De repente una voz recia rompe la desidia ambiente:
“¡Señora!, ¡señora! Está prohibido hacer fotos”. Levanto la cabeza sorprendido y veo cómo
el guarda jurado, en el que hasta entonces no había reparado, se acerca enérgico
hasta una pobre mujer que estaba a punto de hacer una foto a alguno de
aquellos dibujos ignorados. Con gesto hosco el vigilante insiste en su apercibimiento y la
mujer balbucea avergonzada una disculpa: "yo no sabía..."
¿Prohibido hacer unas fotos a unos dibujos infantiles? ¿Y
para qué los tienen expuestos en un lugar público? ¿Qué son, obras inmortales realizadas con materiales fotosensibles?
Me invade una ola de indignación y me acuerdo de algo que
hace unos días comentaba mi amigo Pepe. “¡Esto es asfixiante!”, se lamentaba.

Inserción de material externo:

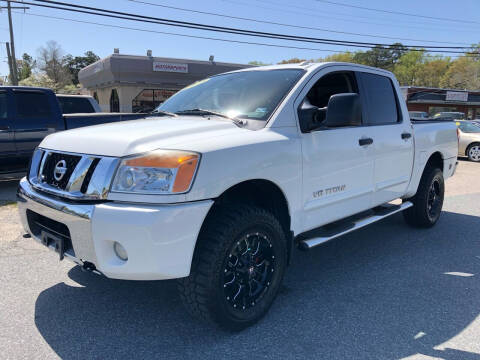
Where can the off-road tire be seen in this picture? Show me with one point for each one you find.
(203, 291)
(419, 215)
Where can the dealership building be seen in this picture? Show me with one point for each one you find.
(128, 83)
(433, 100)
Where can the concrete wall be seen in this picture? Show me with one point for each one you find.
(126, 94)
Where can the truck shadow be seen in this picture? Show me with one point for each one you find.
(386, 292)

“Todo está prohibido. Veo a un padre en bici con su hijo de ocho años jugándose
el tipo por la calzada porque por muy ancha que sea la acera un niño no puede
ya ir por ella. Y si un niño en bici no lleva casco, multa, y así con todo”. En aquella tertulia otros discrepaban: “Es que puede
atropellar a alguien. Es que puede pasar algo…” Pero Pepe, el más maduro del
grupo, se reafirmaba: “Yo de niño jugaba en la calle, y nuestros padres sabían
que nos podía pasar algo, pero asumíamos riesgos. Ahora todo está controlado y
cuando pasa cualquier cosa lo primero que se hace es buscar un culpable. ¡Esto es asfixiante!" -insistía.

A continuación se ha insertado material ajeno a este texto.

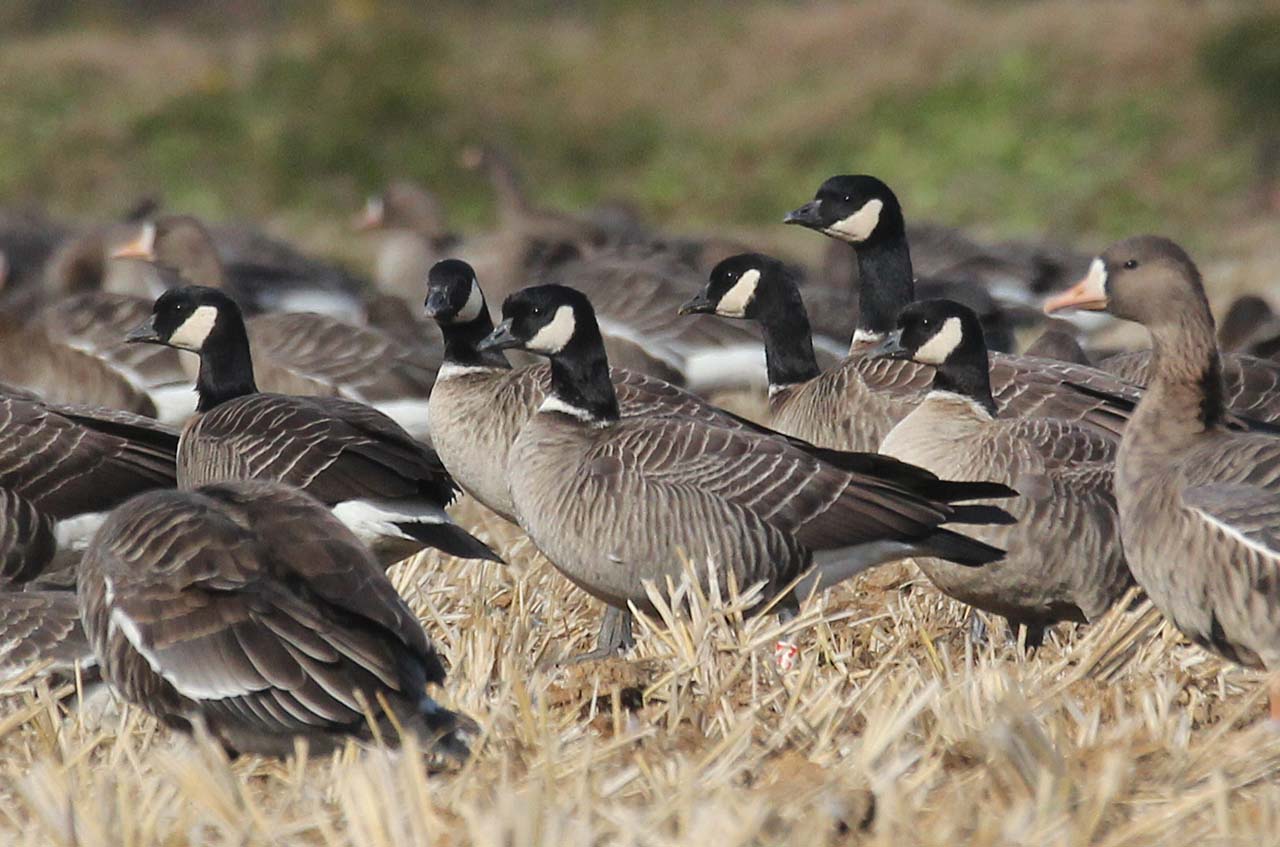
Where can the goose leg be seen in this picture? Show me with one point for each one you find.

Sí, Pepe, estoy contigo, aunque igual sólo seamos dos. Los dos últimos. Esto
es asfixiante. Todo normalizado, todo bajo control. No se puede. Prohibido.
Normas, normas y más normas. Y luego dos crías de quince años se pegan un lote
ostentoso en mitad de la calle buscando hacerse ver y todos tenemos que callar, hacer como que no pasa nada, y yo con mis hijas hacerme el tonto y buscar
otro camino para evitar chocarnos de frente con esa exhibición de impudicia
impuesta como otra norma. Bien saben las protagonistas que no hay autoridad ninguna, sólo norma, potestas, coacción. Se lo repiten a diario en el cine, la radio, la escuela, la televisión..., imponte sobre los demás al amparo de la norma. Por eso su gesto proclama un dogma inapelable: no hay virtud, sólo ley coactiva. No discrepar, no hablar, obedecer, aguantarse, mimetizarse con el rebaño.
Miro la pantalla digital y luego el papelito que sostengo entre mis
dedos. Va a ser mi turno. No te des mal. Coge el sobre que has venido a buscar y
vete. Olvida lo sucedido con los dibujos de los niños. Seguro que ellos se
habrían sentido orgullosos de saber que hay quien ha querido fotografiarlos,
pero alguien estúpido ha dictado una norma tan estúpida como él, otra más, y
aquí el capricho se hace ley mientras sobre el sentido común pesa la sospecha de fascismo.
“235”, mi turno. Firmo, recojo mi sobre y salgo a la calle.
Necesito respirar. Esto es asfixiante.